As you pointed out that's less helpful in other cases where the FP:INT ratio is high. Half the available register bandwidth goes to waste as there are no execution units available to issue to every other clock.

The pipeline latency on Volta/Turing also dropped to 4 cycles from 6 on Pascal. Not sure if that was also due to splitting out the INT pipe.

CarstenS · Feb 25, 2020

I simply cannot believe that Nvidia would go back Kepler-style while at the same time keep the register file at 64 kiB per processing block (quarter-SM). That would only increase contention, forcing more data movement in and out of registers, increasing power and blocking execution of more complex workloads. I call thus fake.

DegustatoR · Feb 25, 2020

trinibwoy said:
Ah, now I get it. Yeah that would be interesting and a relatively cheap way to increase FP throughput. It begs the question though of why go through all that trouble instead of just using Pascal style 32-wide combined INT+FP units.

What if it's actually 16 INT + 16 INT/FP32 + 16 FP32?

w0lfram · Feb 25, 2020

DavidGraham said:
Take that Navi die, put it at 16nm and come back and ask the same question.

The 2070 also supports a whole lot more of functional units, Tensor cores, Ray Tracing cores, INT32 units ..etc, which means it does more functions at the same transistor budget as Navi, and with an older process.
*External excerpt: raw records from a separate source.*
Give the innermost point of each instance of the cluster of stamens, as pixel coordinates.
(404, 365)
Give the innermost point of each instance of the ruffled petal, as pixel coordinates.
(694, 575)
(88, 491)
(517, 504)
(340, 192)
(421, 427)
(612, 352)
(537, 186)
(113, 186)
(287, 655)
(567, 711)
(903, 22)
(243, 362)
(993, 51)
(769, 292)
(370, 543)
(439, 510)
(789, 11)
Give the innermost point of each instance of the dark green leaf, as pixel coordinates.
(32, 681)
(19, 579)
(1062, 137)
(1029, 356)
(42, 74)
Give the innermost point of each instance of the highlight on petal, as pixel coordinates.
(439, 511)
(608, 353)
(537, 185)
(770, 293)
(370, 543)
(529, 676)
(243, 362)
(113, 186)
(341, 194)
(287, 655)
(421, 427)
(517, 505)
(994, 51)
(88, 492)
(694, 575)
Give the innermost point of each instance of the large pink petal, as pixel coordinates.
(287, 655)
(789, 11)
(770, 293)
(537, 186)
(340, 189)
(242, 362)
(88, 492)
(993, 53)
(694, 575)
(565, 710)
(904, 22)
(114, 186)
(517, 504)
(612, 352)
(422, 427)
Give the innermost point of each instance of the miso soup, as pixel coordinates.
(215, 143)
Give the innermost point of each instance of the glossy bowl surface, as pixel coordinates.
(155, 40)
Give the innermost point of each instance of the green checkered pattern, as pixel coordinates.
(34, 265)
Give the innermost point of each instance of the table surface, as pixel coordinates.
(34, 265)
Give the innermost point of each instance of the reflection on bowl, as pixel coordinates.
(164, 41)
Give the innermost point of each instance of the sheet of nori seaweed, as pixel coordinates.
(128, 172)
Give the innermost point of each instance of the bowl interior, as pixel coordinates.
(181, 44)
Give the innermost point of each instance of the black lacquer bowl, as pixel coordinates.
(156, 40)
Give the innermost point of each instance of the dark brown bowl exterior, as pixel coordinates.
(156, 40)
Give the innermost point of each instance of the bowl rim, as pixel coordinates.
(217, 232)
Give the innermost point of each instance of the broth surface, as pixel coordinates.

TU-106 gets beat by Navi-10 in Games & by 20% in some instances. Subsequently, Navi-10 in many instances, beats the 2070 SUPER, too... (cut-down TU-102)

Turing can't compete with rdna, how will it compete with rdna2..?

Rootax · Feb 25, 2020

w0lfram said:
TU-106 gets beat by Navi-10 in Games & by 20% in some instances. Subsequently, Navi-10 in many instances, beats the 2070 SUPER, too... (cut-down TU-102)

Turing can't compete with rdna, how will it compete with rdna2..?

Please stop.

2070 super is most of the time better than 5700 xt : https://www.techspot.com/review/1902-geforce-rtx-2070-super-vs-radeon-5700-xt/

DegustatoR · Feb 25, 2020

Navi 10 doesn't beat TU106/2070 either: https://www.techpowerup.com/review/amd-radeon-rx-5700-xt/28.html

What it does however is lack all new features of Turing and run at 30% more power while using a whole node advantage compared to TU106.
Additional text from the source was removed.